Так и просидела в комнате до самой ночи. На ужин не вышла, чтобы с отцом не пересекаться. Обычно он частенько пропадает в своей клинике, сам проводит операции, но ради новой женушки и ее выродка взял несколько выходных.
Новая жена!
Вот просто думаю об этом, и меня тошнит, выворачивает все внутренности.
Ради меня он никогда не брал внеплановых выходных, даже когда я заболела воспалением легких и валялась в больнице. Ни мама, ни он. Всегда одна. Сама по себе существую.
А на следующий день из окна своей комнаты я увидела, как эти двое въехали на территорию участка на папиной служебной машине.
Паника, злость, безысходность клубком скрутились в моей голове, подчиняя разум.
Первой из машины выкатилась бывшая мамина подруга, Аня. По другому ее не назовешь. Ни тетя, ни Анна Сергеевна просто язык не поворачивается говорить. Потому что для тети она слишком молодо выглядит и очень красива, а для Анны Сергеевны - уж больно много чести для циничной шлюхи, окрутившей отца.
На ней замшевый тренч, который стоит кучу денег, уж я то знаю. И даже догадываюсь откуда у нее бабки, ведь с зарплатой обычной медсестры она вряд ли могла сама себе позволить такую шмотку.
С другой стороны автомобиля вываливается на свет Божий ее сынок. Он потягивается и осматривается по сторонам. Беспорядочные темные волосы, которые раньше обрамляли его лицо, теперь были коротки подстрижены, почти под ноль. Стаса я не видела довольно давно, с тех самых пор, как наши мамы перестали общаться. За это время он окреп, одежда больше не висит на нем, как на вешалке. Даже объемная куртка не скрывает широкий разворот плеч. Темные джинсы с разодранными коленками подчеркивают крепкие икры, как у спортсмена. Интересно он качается? Залипаю на нем, но тут же мотаю головой, прогоняя морок.
Не смотри на него - говорю себе. До добра это точно не доведет.
Решаю подготовиться к встрече с новой семейкой.

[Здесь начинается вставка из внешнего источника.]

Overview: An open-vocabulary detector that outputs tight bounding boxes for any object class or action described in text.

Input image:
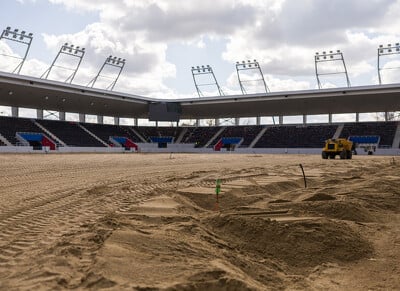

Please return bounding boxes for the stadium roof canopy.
[0,71,399,120]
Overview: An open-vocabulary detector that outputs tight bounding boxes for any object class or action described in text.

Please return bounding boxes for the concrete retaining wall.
[0,145,399,155]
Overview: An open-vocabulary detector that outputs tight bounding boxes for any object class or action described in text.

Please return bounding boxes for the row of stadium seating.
[37,119,105,147]
[138,126,182,143]
[82,122,141,144]
[254,125,338,148]
[341,122,397,147]
[0,116,398,148]
[0,116,44,145]
[181,126,222,147]
[209,125,265,148]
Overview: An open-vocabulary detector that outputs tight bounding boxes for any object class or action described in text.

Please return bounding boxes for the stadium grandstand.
[0,26,400,155]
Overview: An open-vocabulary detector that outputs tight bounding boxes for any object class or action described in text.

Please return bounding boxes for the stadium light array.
[315,50,351,89]
[236,59,259,69]
[191,64,224,97]
[377,43,400,85]
[41,42,86,83]
[236,59,269,94]
[62,43,86,56]
[191,65,212,73]
[106,55,126,66]
[87,55,126,90]
[0,26,33,74]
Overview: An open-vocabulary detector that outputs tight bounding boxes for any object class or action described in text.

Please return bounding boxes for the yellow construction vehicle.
[322,138,354,159]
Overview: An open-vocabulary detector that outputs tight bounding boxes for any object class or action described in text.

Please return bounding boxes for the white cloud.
[4,0,400,98]
[222,0,400,87]
[15,0,37,3]
[379,60,400,84]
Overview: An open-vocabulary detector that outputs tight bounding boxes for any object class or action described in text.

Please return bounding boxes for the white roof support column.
[37,109,43,119]
[59,112,66,121]
[79,113,85,123]
[303,114,307,124]
[11,107,18,117]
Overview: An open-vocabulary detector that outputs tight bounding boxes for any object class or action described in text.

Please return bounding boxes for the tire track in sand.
[0,177,182,289]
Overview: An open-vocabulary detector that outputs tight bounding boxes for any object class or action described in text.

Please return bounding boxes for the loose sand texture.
[0,153,399,290]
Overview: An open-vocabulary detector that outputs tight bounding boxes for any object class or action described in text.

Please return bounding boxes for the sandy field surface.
[0,153,399,290]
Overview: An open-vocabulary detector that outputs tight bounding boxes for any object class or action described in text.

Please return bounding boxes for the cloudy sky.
[0,0,400,122]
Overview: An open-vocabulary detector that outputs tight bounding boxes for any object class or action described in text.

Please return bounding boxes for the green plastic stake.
[215,179,221,210]
[215,179,221,196]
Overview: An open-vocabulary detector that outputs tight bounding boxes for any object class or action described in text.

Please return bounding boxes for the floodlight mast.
[87,55,126,90]
[377,43,400,85]
[41,43,86,83]
[315,50,351,89]
[236,59,269,94]
[0,26,33,74]
[191,65,224,97]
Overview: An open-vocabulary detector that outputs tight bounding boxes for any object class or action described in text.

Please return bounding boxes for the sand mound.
[177,189,263,211]
[353,190,400,211]
[303,193,336,201]
[165,277,253,291]
[2,154,399,290]
[158,269,255,291]
[269,199,291,204]
[127,195,182,216]
[299,201,374,222]
[206,214,372,269]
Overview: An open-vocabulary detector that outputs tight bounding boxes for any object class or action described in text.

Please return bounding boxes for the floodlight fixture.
[314,50,351,89]
[236,59,270,94]
[41,42,86,83]
[0,26,33,74]
[87,55,126,90]
[191,64,224,97]
[377,42,400,84]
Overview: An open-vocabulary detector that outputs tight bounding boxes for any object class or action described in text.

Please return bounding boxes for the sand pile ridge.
[0,154,398,290]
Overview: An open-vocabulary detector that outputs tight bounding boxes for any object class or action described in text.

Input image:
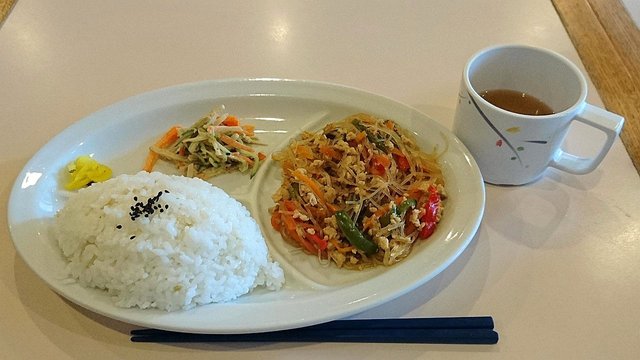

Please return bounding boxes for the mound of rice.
[54,171,284,311]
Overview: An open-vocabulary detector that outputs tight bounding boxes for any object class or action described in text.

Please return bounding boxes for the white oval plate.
[8,78,484,334]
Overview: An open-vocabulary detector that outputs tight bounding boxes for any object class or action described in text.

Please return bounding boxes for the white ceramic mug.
[452,44,624,185]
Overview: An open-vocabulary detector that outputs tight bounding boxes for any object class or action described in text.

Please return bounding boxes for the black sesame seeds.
[129,190,170,221]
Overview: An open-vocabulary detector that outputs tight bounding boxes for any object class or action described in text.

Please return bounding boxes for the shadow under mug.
[452,44,624,185]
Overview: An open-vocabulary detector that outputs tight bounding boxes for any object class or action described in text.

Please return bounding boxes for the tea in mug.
[480,89,554,116]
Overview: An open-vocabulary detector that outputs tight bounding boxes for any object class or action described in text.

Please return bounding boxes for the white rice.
[53,171,284,311]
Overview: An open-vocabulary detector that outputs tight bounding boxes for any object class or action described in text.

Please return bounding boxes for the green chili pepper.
[379,205,395,227]
[355,201,369,228]
[352,119,389,153]
[335,211,379,256]
[379,198,417,227]
[397,198,417,215]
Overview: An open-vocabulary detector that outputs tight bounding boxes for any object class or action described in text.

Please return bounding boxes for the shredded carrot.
[307,205,327,221]
[319,144,341,160]
[292,216,328,251]
[407,187,423,200]
[242,124,255,136]
[372,154,391,168]
[258,152,266,161]
[282,213,316,253]
[282,213,297,233]
[390,147,404,157]
[229,152,254,166]
[369,153,391,175]
[355,131,367,143]
[271,211,283,232]
[384,120,395,130]
[282,199,298,211]
[362,204,393,231]
[292,169,323,199]
[374,204,391,217]
[281,159,294,173]
[297,234,317,254]
[362,217,373,231]
[142,153,159,173]
[143,126,180,172]
[295,145,314,159]
[404,221,417,236]
[156,126,180,147]
[329,238,355,253]
[219,134,256,153]
[391,148,410,172]
[222,115,240,126]
[292,169,338,212]
[297,222,317,230]
[306,232,328,251]
[327,203,339,213]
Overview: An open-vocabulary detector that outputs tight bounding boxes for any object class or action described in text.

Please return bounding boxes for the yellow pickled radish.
[64,155,112,190]
[88,164,112,182]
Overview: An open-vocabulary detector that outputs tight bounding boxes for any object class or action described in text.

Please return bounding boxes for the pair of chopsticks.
[130,316,498,344]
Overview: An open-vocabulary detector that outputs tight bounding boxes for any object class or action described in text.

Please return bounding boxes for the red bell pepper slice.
[419,185,441,239]
[306,232,328,251]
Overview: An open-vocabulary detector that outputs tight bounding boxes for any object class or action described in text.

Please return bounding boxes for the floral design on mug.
[468,92,550,164]
[468,91,523,165]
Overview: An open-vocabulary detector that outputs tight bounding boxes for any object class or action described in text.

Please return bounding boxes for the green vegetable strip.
[380,198,417,227]
[396,198,417,216]
[379,205,395,228]
[335,211,379,256]
[352,119,389,153]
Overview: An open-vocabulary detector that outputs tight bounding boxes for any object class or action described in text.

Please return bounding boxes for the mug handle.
[550,104,624,174]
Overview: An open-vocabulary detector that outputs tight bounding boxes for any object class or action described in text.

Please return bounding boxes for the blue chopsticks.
[130,316,498,344]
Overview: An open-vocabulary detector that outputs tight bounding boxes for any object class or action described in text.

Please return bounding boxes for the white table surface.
[2,1,639,358]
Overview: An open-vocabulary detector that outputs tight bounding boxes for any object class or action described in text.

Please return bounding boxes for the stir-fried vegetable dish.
[270,113,445,269]
[143,106,266,178]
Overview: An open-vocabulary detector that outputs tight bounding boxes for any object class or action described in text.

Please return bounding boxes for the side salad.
[143,106,266,179]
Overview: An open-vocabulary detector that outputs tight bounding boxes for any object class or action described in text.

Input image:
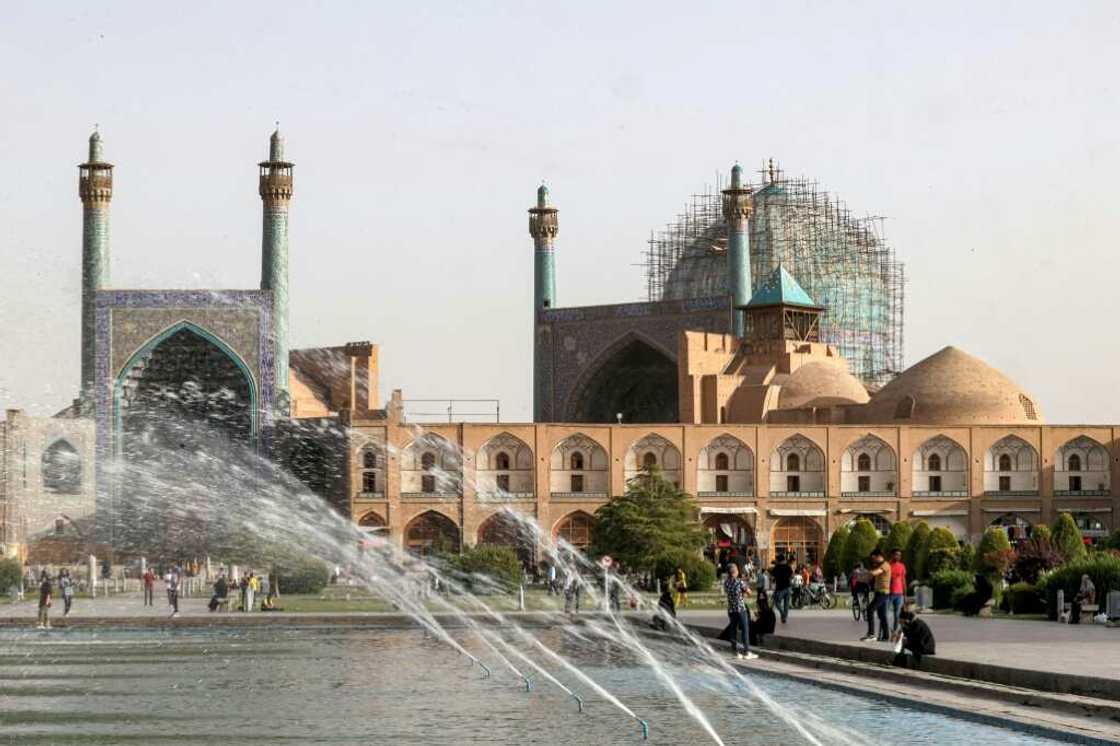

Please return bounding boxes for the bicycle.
[851,588,870,621]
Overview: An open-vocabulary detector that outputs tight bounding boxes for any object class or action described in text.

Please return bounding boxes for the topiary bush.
[1006,582,1045,614]
[449,544,523,592]
[881,521,914,558]
[975,527,1012,574]
[653,552,715,594]
[1040,552,1120,620]
[1031,524,1052,544]
[0,557,21,595]
[929,569,974,609]
[1051,512,1087,563]
[923,527,960,577]
[822,524,849,582]
[842,519,881,574]
[957,542,976,572]
[906,522,931,581]
[270,555,331,595]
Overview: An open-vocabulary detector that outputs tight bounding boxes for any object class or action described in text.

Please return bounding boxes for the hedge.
[929,569,973,610]
[923,528,960,577]
[1051,512,1087,562]
[822,524,849,581]
[881,521,913,557]
[450,544,523,592]
[906,523,931,581]
[843,519,881,573]
[0,558,20,594]
[975,527,1012,574]
[270,555,331,595]
[1006,582,1046,615]
[1040,552,1120,620]
[653,552,716,595]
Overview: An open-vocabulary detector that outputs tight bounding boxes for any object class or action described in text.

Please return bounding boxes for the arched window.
[55,517,66,535]
[362,472,377,493]
[555,513,594,549]
[495,452,511,471]
[715,452,730,471]
[857,453,871,471]
[1019,394,1037,421]
[421,452,436,471]
[928,453,942,472]
[642,452,657,469]
[787,453,800,472]
[42,440,82,494]
[894,395,914,419]
[1068,454,1082,472]
[570,452,584,470]
[998,454,1012,471]
[362,451,378,469]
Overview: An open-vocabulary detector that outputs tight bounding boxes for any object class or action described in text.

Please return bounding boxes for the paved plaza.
[681,607,1120,682]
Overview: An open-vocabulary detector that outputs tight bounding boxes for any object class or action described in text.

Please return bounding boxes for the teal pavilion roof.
[745,265,820,309]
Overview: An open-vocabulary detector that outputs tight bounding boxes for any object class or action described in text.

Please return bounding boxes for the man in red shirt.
[888,549,907,636]
[142,569,156,607]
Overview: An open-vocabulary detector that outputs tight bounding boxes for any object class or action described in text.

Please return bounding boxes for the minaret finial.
[768,158,776,183]
[269,125,285,162]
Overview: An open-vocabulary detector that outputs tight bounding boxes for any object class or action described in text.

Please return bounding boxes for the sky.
[1,1,1118,423]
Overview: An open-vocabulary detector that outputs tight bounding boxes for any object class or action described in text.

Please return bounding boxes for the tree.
[923,527,961,576]
[881,521,913,557]
[1013,537,1063,584]
[823,524,850,581]
[589,466,706,573]
[975,527,1013,575]
[905,522,930,580]
[1051,512,1087,562]
[842,519,880,574]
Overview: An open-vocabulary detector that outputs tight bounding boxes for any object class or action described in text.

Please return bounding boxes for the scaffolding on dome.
[643,161,905,389]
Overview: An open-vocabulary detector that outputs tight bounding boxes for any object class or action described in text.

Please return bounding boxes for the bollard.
[639,720,649,740]
[518,584,525,611]
[655,577,661,595]
[572,694,584,713]
[602,569,609,612]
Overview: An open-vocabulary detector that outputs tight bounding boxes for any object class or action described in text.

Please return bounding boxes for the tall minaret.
[529,184,558,422]
[259,127,293,412]
[79,129,113,398]
[722,163,753,338]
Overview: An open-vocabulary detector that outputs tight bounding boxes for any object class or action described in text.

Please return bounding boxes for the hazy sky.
[1,2,1118,423]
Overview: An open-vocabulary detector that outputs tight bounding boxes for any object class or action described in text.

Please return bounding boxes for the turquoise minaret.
[259,128,293,412]
[722,162,753,337]
[529,184,558,311]
[79,129,113,397]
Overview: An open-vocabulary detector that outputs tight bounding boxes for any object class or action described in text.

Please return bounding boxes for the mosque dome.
[860,346,1043,425]
[778,362,869,410]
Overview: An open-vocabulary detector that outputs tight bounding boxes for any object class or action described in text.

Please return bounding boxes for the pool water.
[0,625,1069,745]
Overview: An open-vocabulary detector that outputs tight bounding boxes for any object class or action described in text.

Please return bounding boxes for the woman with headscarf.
[749,589,776,647]
[1071,574,1096,624]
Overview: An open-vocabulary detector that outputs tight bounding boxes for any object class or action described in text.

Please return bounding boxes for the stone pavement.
[680,607,1120,682]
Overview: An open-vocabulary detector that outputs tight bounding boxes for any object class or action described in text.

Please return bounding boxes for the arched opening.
[989,512,1033,546]
[421,452,436,470]
[1055,436,1110,495]
[787,453,800,472]
[841,435,897,495]
[550,434,609,496]
[118,325,254,458]
[554,512,594,550]
[403,433,462,496]
[405,511,460,556]
[771,435,825,495]
[495,452,511,470]
[477,513,535,567]
[912,435,967,495]
[715,452,729,471]
[697,434,754,496]
[362,451,378,469]
[857,453,871,471]
[1068,454,1082,472]
[570,337,678,423]
[928,453,941,471]
[41,439,82,494]
[358,511,387,533]
[771,517,822,566]
[477,433,533,498]
[703,514,755,566]
[642,452,657,469]
[985,436,1039,495]
[624,434,682,485]
[998,454,1012,471]
[358,444,385,496]
[849,513,892,536]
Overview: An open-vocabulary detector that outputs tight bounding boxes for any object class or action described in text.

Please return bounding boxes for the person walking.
[563,569,580,614]
[770,554,794,624]
[888,549,907,635]
[59,569,74,617]
[673,567,689,609]
[36,570,53,629]
[166,567,180,618]
[721,564,758,660]
[860,549,891,642]
[142,568,156,606]
[547,563,558,595]
[246,572,259,612]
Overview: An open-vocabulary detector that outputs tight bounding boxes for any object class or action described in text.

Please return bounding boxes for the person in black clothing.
[650,582,677,631]
[770,554,794,624]
[893,607,935,668]
[749,589,777,647]
[208,574,229,612]
[958,573,993,617]
[36,571,52,629]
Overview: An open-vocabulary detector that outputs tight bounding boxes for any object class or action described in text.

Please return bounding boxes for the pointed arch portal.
[568,335,677,423]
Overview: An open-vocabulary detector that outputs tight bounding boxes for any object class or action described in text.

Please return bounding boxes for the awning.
[700,506,758,515]
[1064,507,1113,514]
[982,507,1041,513]
[911,509,969,517]
[769,509,827,517]
[838,508,892,515]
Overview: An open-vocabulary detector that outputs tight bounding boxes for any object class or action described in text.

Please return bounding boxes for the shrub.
[929,569,974,609]
[1006,582,1045,614]
[923,528,960,577]
[449,544,523,592]
[881,521,913,558]
[822,524,849,582]
[653,552,715,594]
[0,558,21,594]
[950,585,975,612]
[842,519,881,574]
[905,522,931,580]
[270,555,331,595]
[1040,552,1120,620]
[1051,512,1087,562]
[1104,530,1120,551]
[975,527,1012,575]
[957,542,976,572]
[1031,524,1052,543]
[1012,537,1063,584]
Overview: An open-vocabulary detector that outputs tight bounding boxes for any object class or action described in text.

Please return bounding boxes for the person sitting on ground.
[1071,574,1096,624]
[892,606,935,668]
[650,581,677,631]
[958,573,993,617]
[749,589,776,647]
[208,573,229,612]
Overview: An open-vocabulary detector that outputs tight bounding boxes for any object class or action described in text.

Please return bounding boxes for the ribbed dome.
[778,362,869,410]
[861,346,1043,425]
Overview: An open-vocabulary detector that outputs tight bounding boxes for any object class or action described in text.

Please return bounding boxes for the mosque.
[0,134,1116,567]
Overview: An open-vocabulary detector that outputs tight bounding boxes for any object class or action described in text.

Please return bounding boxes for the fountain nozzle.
[639,720,649,740]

Выгребаю из гардеробной шмотки, придирчиво перебирая. Никак не решу в каком образе явиться.
В комнату стучат.
- Нельзя! – тут же рычу.
- Ева, детонька, это я – слышу по ту сторону вкрадчивый и обеспокоенный голос бабы Томы.
На самом деле, никакая она мне не бабушка, а наша домработница, которая трудится у нас, сколько себя помню. Можно сказать, что баба Тома меня воспитала, пока родители были заняты сначала друг другом, потом карьерой, а потом и разводом. Я отношусь к ней, как к настоящей бабушке, которой у меня никогда не было.
Кидаю вещи на кровать и иду открывать. Баба Тома оглаживает своим мягким взглядом мое лицо, заправляя за висок выбившуюся у лица прядь.
- Детонька, отец ждет. Надо бы спуститься, поприветствовать.
- Тебя подослал? Да, ба? – вижу по виноватому взгляду, что так оно и есть. – Скажи, что к ужину спущусь.
- Детонька, но как же так? Еще только день, голодная будешь ходить? – говорит мне в спину, потому что я возвращаюсь в гардеробную.
- У меня чипсы есть.
- Ну, нельзя же чипсами весь день питаться – сокрушается баба Тома.
- Тогда принеси мне чего-нибудь на свое усмотрение.
- Ох, детонька, детонька – начинает причитать, разрывая мне душу. – Все же отец родной, как так?
- Ба, уходи, пожалуйста. Уходи и оставь меня. А лучше забери, ба – смахиваю ладонью предательскую слезу. – Где ты там живешь? Недалеко же. В поселке. Можно с тобой жить? Отец пусть платит тебе за меня. Я в обычную школу перейду, слушаться тебя во всем буду, ба – обнимаю хрупкие, узкие плечи и утыкаюсь носом в вязаную кофту. Пахнет непередаваемо приятно - теплом, уютом, домом.
- Детонька – гладит меня по голове. – Милая моя, бедная.